Non è la prima intercettazione della famiglia Stasi a essere resa pubblica. Già a luglio 2025, un’altra conversazione, questa volta risalente ai giorni immediatamente successivi al delitto, coinvolgeva il padre Nicola e un parente. Quella telefonata girava intorno all’interrogatorio subito dal figlio e spiccava una frase che aveva suscitato molto clamore: «Il problema è che non c’è un alibi».

La condanna del 2014

I timori espressi da Alberto Stasi e dal padre nelle intercettazioni del 2007 si sono poi rivelati fondati: dopo un lungo iter giudiziario, Stasi è stato condannato in via definitiva nel 2014 a 16 anni di reclusione per l’omicidio di Chiara Poggi. Nonostante le assoluzioni in primo e secondo grado, la sentenza della Corte di Cassazione ha confermato la condanna. Il padre, scomparso nel 2013, non ha mai saputo dell’esito del processo, né che dal 2025 al figlio fosse stata concessa la semilibertà.

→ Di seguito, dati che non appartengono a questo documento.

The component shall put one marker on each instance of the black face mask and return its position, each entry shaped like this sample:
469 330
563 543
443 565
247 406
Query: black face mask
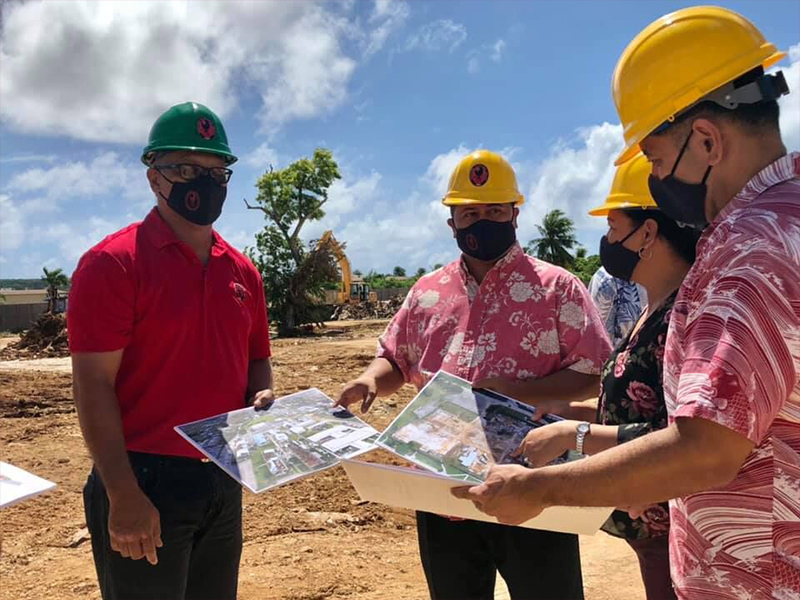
486 240
198 201
617 259
681 201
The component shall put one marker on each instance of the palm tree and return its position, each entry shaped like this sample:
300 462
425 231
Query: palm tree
55 280
557 239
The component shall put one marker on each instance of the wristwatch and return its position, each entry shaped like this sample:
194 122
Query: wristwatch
583 430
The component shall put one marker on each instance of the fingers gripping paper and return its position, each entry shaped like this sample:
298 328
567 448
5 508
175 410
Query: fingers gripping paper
428 492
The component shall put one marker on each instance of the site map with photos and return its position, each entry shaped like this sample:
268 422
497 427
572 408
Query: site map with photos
452 429
298 435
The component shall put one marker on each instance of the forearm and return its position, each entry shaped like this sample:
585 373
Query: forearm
388 377
580 411
259 376
600 438
665 464
101 424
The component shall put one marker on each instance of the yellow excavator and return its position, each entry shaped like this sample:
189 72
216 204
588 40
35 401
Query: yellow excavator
353 289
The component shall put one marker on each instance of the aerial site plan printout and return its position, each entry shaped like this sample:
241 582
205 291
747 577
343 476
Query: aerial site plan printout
452 429
298 435
456 433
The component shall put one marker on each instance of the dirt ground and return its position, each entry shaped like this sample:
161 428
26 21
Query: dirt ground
309 540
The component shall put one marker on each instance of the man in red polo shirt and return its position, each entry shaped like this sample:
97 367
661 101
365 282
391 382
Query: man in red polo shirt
167 324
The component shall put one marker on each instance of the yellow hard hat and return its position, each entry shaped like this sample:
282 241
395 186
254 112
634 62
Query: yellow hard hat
679 60
629 189
483 177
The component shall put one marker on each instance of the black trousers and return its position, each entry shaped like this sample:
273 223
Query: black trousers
201 527
653 555
461 559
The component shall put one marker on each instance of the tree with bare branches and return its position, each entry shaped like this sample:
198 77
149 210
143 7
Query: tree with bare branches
294 275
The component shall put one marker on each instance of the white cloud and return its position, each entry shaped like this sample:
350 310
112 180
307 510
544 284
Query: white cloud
493 52
12 225
497 50
262 157
76 179
387 17
103 71
442 34
790 105
573 178
73 239
20 158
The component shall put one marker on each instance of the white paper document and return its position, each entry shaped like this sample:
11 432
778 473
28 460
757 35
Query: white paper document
17 485
453 429
300 434
428 492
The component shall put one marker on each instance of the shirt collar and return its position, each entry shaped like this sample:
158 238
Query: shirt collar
505 265
161 235
785 168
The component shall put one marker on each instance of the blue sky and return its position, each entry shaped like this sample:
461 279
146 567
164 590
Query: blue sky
398 90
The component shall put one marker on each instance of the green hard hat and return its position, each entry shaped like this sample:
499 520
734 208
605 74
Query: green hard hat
188 126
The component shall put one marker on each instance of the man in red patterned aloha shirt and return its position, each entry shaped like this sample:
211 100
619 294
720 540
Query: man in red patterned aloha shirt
693 94
493 313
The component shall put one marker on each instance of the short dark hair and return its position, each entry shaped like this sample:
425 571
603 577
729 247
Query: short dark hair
683 240
757 118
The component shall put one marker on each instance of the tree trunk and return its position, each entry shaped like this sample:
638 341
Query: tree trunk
287 325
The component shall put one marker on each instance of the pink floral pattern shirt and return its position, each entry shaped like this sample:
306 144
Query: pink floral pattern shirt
733 357
526 320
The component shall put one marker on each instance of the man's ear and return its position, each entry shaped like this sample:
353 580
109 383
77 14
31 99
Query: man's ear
709 136
152 178
452 225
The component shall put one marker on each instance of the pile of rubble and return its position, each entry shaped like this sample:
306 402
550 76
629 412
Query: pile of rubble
46 339
383 309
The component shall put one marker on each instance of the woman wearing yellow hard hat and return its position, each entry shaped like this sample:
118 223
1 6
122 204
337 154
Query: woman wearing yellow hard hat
693 93
646 247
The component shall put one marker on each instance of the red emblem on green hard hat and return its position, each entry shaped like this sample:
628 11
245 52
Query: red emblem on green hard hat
478 175
206 128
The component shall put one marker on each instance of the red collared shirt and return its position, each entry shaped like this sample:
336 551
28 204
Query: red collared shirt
733 357
527 319
188 331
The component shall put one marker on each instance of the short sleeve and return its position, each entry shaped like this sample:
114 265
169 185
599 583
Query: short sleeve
583 340
259 342
101 304
393 344
738 369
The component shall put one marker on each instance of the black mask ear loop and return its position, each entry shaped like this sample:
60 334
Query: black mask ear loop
680 155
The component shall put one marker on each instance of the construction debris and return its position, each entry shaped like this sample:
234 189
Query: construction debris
382 309
46 339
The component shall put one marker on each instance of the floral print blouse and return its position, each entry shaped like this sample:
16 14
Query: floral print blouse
632 396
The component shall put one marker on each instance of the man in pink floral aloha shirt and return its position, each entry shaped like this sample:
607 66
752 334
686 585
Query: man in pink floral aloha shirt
494 312
729 461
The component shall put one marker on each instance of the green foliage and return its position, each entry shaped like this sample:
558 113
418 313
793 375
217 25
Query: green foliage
23 284
379 281
557 233
54 280
295 277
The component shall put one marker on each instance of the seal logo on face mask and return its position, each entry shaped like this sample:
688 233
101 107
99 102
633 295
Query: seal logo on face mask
478 175
206 128
192 200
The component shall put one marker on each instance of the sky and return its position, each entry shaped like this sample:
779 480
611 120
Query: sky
398 90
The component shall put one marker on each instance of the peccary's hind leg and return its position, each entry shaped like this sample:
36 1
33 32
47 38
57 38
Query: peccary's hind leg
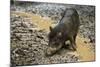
73 44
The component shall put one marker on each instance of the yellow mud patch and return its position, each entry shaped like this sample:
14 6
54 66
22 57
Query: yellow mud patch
40 22
83 49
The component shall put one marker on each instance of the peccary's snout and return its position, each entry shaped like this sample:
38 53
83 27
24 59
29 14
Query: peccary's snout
50 51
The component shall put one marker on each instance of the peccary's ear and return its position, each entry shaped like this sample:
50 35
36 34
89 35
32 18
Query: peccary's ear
50 28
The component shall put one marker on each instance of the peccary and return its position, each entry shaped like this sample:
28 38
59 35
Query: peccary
66 30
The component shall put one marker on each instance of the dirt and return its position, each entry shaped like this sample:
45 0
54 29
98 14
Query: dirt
29 40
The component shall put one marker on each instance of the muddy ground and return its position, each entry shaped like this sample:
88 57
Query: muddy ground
30 22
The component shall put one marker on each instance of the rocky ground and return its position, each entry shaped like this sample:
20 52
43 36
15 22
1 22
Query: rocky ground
29 39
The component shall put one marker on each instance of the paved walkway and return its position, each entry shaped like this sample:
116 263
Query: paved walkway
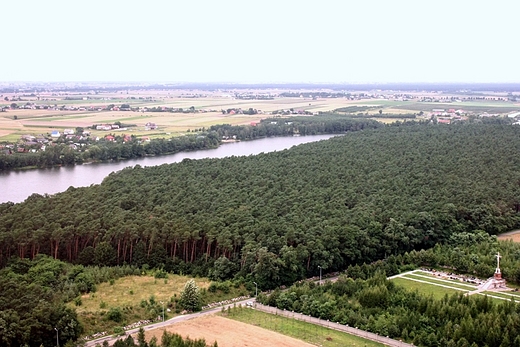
331 325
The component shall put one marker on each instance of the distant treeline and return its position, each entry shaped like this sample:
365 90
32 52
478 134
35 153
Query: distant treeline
63 153
274 218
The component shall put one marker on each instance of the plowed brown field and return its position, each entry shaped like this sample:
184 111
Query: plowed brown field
227 333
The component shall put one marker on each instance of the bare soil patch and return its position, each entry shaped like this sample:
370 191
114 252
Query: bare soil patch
228 333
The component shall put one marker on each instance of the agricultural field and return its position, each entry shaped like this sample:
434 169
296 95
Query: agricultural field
513 236
207 109
310 333
228 333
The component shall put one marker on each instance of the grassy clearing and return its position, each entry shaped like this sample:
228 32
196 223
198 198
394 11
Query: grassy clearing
131 290
127 294
311 333
508 296
438 281
424 288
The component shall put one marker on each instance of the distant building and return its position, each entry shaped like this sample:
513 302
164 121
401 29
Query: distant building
150 126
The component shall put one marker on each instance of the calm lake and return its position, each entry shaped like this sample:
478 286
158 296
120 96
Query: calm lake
16 186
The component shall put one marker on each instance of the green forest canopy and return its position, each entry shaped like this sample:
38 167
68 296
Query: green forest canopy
277 216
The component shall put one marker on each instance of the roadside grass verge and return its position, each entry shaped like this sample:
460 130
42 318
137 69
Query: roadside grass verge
310 333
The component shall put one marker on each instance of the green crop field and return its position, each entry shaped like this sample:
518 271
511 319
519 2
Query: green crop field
311 333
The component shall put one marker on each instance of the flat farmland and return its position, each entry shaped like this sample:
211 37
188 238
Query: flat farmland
228 332
207 104
17 122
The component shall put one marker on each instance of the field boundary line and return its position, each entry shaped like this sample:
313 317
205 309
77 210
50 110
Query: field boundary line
332 325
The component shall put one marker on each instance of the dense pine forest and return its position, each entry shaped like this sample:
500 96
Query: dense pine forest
378 199
278 216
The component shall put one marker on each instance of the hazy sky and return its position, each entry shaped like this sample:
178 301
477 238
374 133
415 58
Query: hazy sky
260 41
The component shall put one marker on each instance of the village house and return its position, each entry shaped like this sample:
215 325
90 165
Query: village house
150 126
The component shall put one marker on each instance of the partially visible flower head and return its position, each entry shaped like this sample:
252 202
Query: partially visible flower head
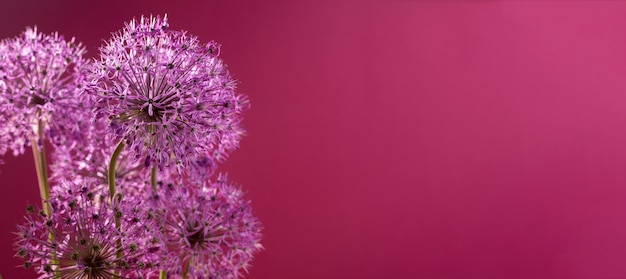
86 240
39 80
167 95
210 230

Per chi ha seguito da vicino il caso, le intercettazioni confermano quanto emerso nel corso del processo: Alberto Stasi era consapevole fin da subito della fragilità della propria posizione e della mancanza di elementi a suo favore. Il riferimento al fatto di essere «la persona sbagliata al momento sbagliato e nel luogo sbagliato» è interpretabile in diversi modi, ma certamente rivela l’angoscia di chi si sentiva già considerato colpevole dall’opinione pubblica e dagli inquirenti. Una storia che si ripete: stesso omicidio, una comunità divisa, ma con un altro indagato.